Som4 : a compiler for SM chip



A standard Som compiler is modified to include some extra instructions, mostly declaration, to facilitate conversion of S-code to SM code.  It also ouputs an object file .  The executable file runs in batch mode. To change the interactive mode in Som to an executable file, all the immediate expressions; create global variable, initialise variables etc. are collected into a "main" function that will be called at the end of loading all files.  The first line of executable code is simply "call main end".

Extra S-code

The extra S-code instructions are:

Ads x  42   similar to lit x, ( -- x)
Lda    43   load absolute, TOS = M[ads], (ads -- M[ads])
Sta    44   store absolute, M[ads] = x, (ads x -- )

These instructions are used to hint to the converter program how to generate code for SM.  The following example illustrates why the extra S-code is necessary.

Assume a, b are global

a = b

is compiled to S-code:

ld b, st a

but the code for SM looks like:

xlit a, xlit b, xld, xst

The store instruction causes difficulty as the converter must know where to put the address before the store instruction.  To facilitate that, som4 uses extra instructions and generates:

Ads a, Ads b, Lda, Sta

Translation of these S-codes to SM code is straight forward.

Array

Another matter of concern is "array".  SM does not have dynamic array (no run-time system).  Programming for SM chip must assume static array where array declaration is immutable and is global.  

There is a need for compile time allocation for array in DS (static) as opposed to the current runtime allocation (from heap).  For a static allocation, the declaration of array is an immediate expression:

N = array ex . . .

will be compiled to S-code

ex . . ., array, st N

for example

N = array 10  ==>  lit 10, array, st N

To create a static allocation, the compiler compile this immediate expression into CS, and scan for "array", if it exists, the compiler will evaluate this sequence.  The restriction is that this immediate expression must be completely known at compile time.  The result value, which is the size of the array, then is used to allocate DS appropriately.  This initialise sequence after being evaluated will not be included for run-time execution in the "main" function in order not to re-evaluate it.

Static array allocation

Because the current implementation of SM chip does not have run-time support system, smc does not implement dynamic memory allocation.  the "array" instruction can not be executed.  

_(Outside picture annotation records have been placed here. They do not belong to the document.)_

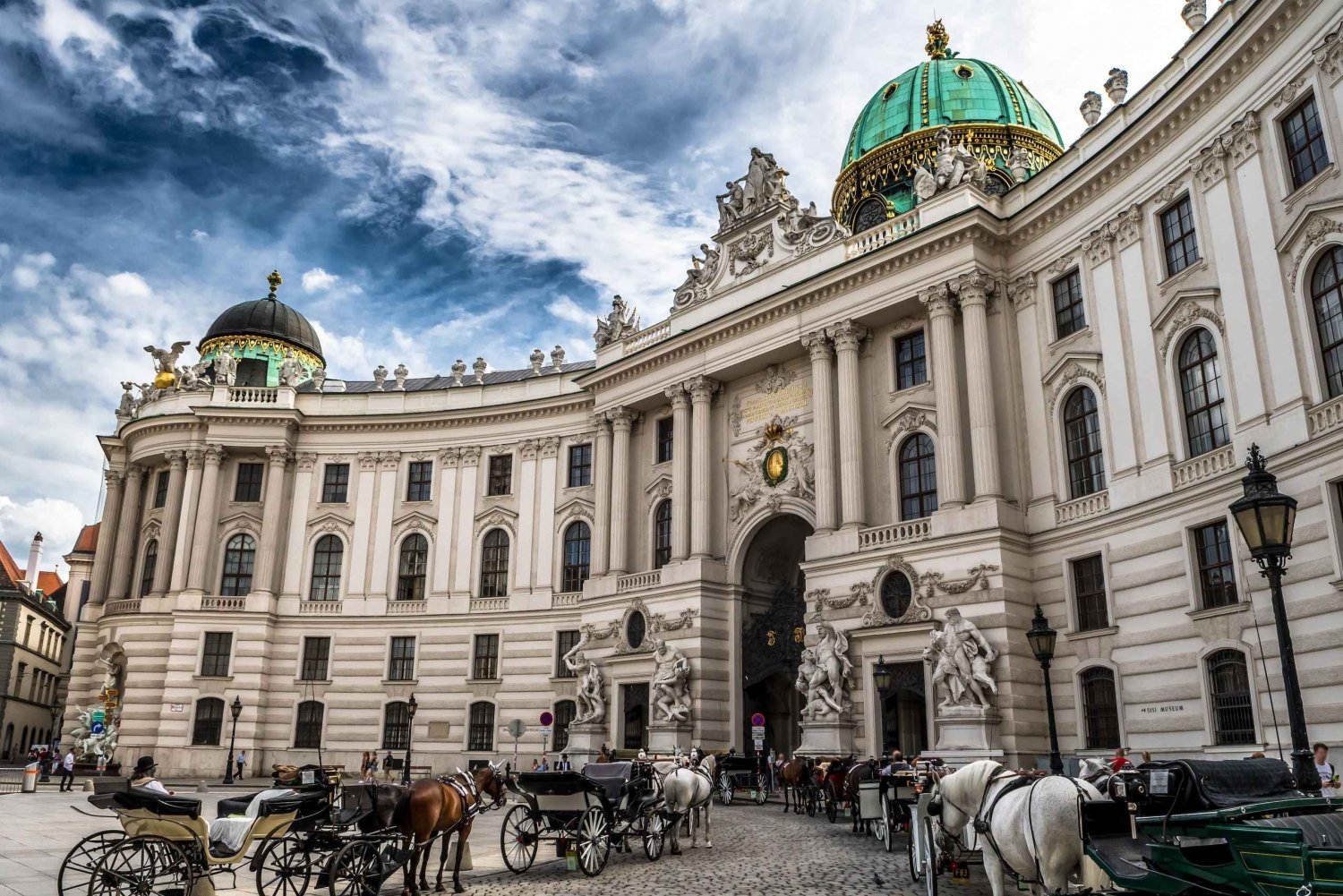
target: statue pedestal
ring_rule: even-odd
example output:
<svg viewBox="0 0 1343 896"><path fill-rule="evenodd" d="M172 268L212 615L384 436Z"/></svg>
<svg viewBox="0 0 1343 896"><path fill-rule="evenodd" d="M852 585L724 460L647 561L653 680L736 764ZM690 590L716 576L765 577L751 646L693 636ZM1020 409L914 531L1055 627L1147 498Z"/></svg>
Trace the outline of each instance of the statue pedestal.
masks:
<svg viewBox="0 0 1343 896"><path fill-rule="evenodd" d="M796 756L853 755L853 723L839 719L818 719L802 723L802 743L794 750Z"/></svg>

Som4 solves this problem by executing all immediate expression including the array allocation and finds out the actual address of the array, then assigns the constant (the address of the array) to the array variable.  See the example:

data = array maxdata (in bubble.txt)

normally, this is compiled to

ld maxdata, array, st data

if this sequence is executed, the value of address will be stored in data.  The following sequence should be generated for SM:

lit address, st data

finally, as "data" is a constant, its value never change.  Every "ld data" can be replaced with "lit address".  For example,

y = data[i]

normally it is compiled to:

ld data, get i, ldx, st y

this sequence can be changed to:

lit "address", get i, ldx, st y

this saves one memory access.

Because Som4 is targeted to generate a code is that easily converted to SM code, it does not use ldx, stx.  It generates a sequence to calculate ads + index explicitly.

a = b[i]

normally S-code is:

ld b, get i, ldx, st a

Som4 generates S-code:

Ads a, Ads b, get i, add, lda, sta

which is easily converted into SM code:

xlit a, xlit b, xget i, xadd, xld, xst

Why don't do it at conversion time?  It is difficult to get "stx" to know where to calculate the index properly because the address occurs much earlier in the sequence.  It is easier to generate the correct sequence by the compiler.  See the following example:

a[k] = b

S-code:

ld a, get k, get b, stx

Extra s-code:

Ads a, get k, add, get b, sta

SM-code:

xlit a, xget k, xadd, xget b, xst

Without the compiler generated "add" at the right place, it is difficult for a converter to figure it out.

Example

from quick.txt (quick sort)

These are the immediate expressions:

<at the beginning>

    N = 20
    a = array N

<at the end>

    inita quicksort 0 (N - 1)

When the program is compile, the "main" is created.  The following is S-code for "main":

    139 Fun _main
    140 Ads N
    141 Lit 20        
    142 sta        // N = 20
    143 Ads a
    144 Ads 1002
    145 sta        // a = array N
    146 Call inita
    147 Lit 0
    148 Ads N
    149 Lda
    150 Lit 1
    151 Sub
    152 Call quicksort
    153 Ret 1

Notice at 144 Ads 1002, it is the real address of array N.  The compiler knows where the array is allocated.  The array access is shown:

to swap i j | t =
  t = a[i]
  a[i] = a[j]
  a[j] = t

The line "t = a[i]" is compiled into S-code:

     43 Fun swap
     44 Ads a
     45 Lda       // &a
     46 Get 3     // i
     47 Add       
     48 Lda       // a[i]
     49 Put 1

     50 Ads a
     51 Lda
     52 Get 3
     53 Add      // &a[i]
     54 Ads a
     55 Lda
     56 Get 2
     57 Add      
     58 Lda      // a[j]
     59 sta

Which is then converted to SM code with static array:

   84 xFun swap
   86 xLit a[]       // &a
   89 xGet 3      // i
   91 xAdd
   92 xLd      // a[i]
   93 xPut 1

   95 xLit a[]
   98 xGet 3
  100 xAdd      // &a[i]
  101 xLit a[]
  104 xGet 2
  106 xAdd
  107 xLd      // a[j]
  108 xSt

Notice the sequence

44 Ads a, Lda =>  86 xLit a[]

shows the reduction from getting the static base address to a constant value.  Instead of using "stx" for "a[i] = a[j]", Som4 generates "53 add" and "59 sta" to store to a[i].  This is easily converted to SM-code "100 xadd" "108 xst".

8 October 2004
P. Chongstitvatana